Cet état de choses devrait engendrer une inflation de 4,8% d’ici fin 2026. Une hausse qui affecte en priorité les ménages les plus vulnérables, contraints de consacrer une part importante de leurs revenus à l’alimentation et à l’énergie.

« À court terme, les gouvernements doivent concentrer leurs ressources limitées sur la protection des foyers les plus vulnérables. Parallèlement, le maintien de la stabilité macroéconomique, par la maîtrise de l’inflation et une gestion budgétaire prudente, sera crucial pour traverser le choc actuel et permettre aux pays africains de rebondir plus rapidement au sortir de la crise », souligne Andrew Dabalen, économiste en chef du Groupe de la Banque mondiale pour la région Afrique.

Le niveau élevé d’endettement public et le poids croissant du service de la dette continuent de restreindre la capacité des pays à financer leurs priorités de développement et à investir dans les infrastructures de base nécessaires à la création d’emplois en plus grand nombre et de meilleure qualité.

Les chiffres traduisent cette pression : les investissements publics restent inférieurs d’environ 20% à leur niveau de 2014, tandis que le ratio du service de la dette extérieure rapporté aux recettes a doublé, passant de 9% en 2017 à 18% en 2025. Dans le même temps, la baisse des financements extérieurs, notamment de l’aide au développement, accentue les difficultés des pays à faible revenu.

Une politique industrielle plus avisée recommandée

 Face à ces défis, la Banque mondiale appelle à une transformation plus profonde des économies africaines.
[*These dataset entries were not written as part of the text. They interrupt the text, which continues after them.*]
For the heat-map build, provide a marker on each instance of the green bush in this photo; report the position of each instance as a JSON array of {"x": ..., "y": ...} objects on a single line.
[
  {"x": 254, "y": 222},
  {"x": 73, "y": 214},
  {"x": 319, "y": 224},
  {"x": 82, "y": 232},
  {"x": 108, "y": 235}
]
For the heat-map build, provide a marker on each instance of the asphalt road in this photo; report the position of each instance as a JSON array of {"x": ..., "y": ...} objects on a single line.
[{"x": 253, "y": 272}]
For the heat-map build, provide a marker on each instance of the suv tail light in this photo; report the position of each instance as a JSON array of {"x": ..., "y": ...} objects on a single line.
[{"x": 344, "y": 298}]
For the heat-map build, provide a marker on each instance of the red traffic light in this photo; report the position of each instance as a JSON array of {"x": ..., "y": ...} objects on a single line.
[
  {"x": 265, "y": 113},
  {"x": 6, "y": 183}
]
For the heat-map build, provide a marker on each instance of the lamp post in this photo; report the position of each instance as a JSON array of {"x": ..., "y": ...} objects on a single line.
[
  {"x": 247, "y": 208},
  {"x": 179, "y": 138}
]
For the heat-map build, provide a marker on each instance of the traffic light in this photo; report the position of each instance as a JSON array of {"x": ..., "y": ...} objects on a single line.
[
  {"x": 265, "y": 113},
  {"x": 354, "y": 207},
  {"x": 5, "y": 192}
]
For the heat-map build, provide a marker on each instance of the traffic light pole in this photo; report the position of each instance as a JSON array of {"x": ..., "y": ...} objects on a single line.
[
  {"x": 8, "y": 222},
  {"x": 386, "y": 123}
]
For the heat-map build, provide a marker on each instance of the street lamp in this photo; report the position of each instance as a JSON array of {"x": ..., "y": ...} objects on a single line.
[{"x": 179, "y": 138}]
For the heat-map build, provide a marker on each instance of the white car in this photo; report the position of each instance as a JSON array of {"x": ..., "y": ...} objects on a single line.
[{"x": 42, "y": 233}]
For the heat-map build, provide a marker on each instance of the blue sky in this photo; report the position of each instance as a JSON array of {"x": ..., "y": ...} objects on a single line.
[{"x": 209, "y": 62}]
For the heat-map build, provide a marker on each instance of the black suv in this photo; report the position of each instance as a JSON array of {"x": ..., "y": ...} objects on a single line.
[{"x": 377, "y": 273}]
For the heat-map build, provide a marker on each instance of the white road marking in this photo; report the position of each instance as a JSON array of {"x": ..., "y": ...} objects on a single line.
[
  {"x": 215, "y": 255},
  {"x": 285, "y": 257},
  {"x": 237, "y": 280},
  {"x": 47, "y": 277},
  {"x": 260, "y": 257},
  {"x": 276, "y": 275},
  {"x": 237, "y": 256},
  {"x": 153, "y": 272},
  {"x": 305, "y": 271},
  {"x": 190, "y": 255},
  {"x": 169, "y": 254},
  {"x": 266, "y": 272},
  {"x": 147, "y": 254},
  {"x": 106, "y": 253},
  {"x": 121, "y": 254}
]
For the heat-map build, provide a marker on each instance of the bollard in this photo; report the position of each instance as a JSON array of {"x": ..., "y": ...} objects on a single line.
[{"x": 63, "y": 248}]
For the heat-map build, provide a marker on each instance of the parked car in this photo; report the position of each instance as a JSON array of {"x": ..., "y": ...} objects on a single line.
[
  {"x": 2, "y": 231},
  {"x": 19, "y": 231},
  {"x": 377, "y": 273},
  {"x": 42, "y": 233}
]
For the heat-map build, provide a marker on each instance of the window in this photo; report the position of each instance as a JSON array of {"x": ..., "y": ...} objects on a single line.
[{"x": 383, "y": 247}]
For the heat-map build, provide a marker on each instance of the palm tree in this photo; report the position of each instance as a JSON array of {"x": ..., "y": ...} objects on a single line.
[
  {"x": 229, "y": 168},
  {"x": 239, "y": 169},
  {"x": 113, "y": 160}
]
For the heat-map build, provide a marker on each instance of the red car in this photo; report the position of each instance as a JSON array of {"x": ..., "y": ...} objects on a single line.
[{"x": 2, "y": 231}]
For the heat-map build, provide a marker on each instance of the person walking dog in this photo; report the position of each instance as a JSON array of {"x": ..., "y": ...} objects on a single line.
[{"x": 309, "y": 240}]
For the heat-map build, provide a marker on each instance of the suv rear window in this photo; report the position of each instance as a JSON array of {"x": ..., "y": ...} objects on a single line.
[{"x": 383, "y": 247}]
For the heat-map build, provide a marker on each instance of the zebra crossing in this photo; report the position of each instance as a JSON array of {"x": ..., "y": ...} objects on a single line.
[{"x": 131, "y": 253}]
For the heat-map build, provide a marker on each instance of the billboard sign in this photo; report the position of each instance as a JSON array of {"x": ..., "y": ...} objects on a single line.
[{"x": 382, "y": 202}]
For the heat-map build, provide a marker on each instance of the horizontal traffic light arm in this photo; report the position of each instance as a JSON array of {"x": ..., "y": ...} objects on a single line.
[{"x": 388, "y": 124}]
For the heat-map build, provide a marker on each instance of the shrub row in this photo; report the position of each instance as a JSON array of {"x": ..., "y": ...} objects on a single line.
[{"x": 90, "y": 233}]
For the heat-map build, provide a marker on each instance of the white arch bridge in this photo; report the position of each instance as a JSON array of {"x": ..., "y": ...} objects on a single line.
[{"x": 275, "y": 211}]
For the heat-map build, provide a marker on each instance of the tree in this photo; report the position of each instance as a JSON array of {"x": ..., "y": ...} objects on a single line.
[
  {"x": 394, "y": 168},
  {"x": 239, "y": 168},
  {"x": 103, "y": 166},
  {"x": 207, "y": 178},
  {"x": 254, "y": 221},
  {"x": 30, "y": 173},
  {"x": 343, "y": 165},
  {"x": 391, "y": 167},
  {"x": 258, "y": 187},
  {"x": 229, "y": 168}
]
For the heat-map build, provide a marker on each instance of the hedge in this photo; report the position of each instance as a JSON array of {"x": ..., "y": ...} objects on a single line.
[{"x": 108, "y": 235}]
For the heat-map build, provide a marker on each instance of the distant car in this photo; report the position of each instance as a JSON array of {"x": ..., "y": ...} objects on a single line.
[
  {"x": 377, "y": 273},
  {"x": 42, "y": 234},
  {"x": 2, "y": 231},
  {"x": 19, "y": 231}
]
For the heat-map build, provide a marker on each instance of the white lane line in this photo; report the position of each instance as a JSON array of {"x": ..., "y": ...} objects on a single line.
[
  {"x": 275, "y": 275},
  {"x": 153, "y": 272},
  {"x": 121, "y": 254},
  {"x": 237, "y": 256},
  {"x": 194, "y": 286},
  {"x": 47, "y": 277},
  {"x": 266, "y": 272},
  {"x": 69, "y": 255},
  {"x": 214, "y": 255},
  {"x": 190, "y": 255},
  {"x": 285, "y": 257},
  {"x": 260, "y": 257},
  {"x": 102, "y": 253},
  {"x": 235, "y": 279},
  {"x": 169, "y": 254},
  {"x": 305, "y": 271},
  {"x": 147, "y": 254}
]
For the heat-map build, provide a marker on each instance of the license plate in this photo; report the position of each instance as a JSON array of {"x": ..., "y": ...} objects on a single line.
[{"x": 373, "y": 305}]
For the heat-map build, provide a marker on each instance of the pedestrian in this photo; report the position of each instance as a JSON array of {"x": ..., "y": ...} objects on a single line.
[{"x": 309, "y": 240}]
Avec plus de 620 millions de nouveaux entrants attendus sur le marché du travail d’ici 2050, l’enjeu est de produire davantage, mais surtout de produire mieux.

Le rapport plaide ainsi pour une croissance plus diversifiée, tirée par le secteur privé et soutenue par des investissements dans les infrastructures, les compétences et les institutions. L’objectif est de réduire les coûts pour les entreprises et attirer davantage d’investissements.

Dans cette perspective, la politique industrielle est présentée comme un levier stratégique. Le document souligne son rôle potentiel dans le développement de secteurs à forte valeur ajoutée, allant des minerais essentiels aux technologies émergentes, aux produits pharmaceutiques.

Mais l’institution met en garde contre les dérives. Une politique industrielle efficace suppose une mise en œuvre rigoureuse, fondée sur une évaluation réaliste des capacités nationales. Elle doit privilégier les activités économiques plutôt que les entreprises, s’appuyer sur des critères de performance clairs et prévoir des stratégies de sortie crédibles.

Surtout, elle ne peut produire d’effets durables sans un environnement favorable : infrastructures fiables, main-d’œuvre qualifiée, accès au financement et intégration régionale renforcée, notamment dans le cadre de la Zone de libre-échange continentale africaine.

À défaut, prévient la Banque mondiale, ces politiques risquent de créer des enclaves économiques isolées, sans véritable impact sur la transformation globale des économies africaines.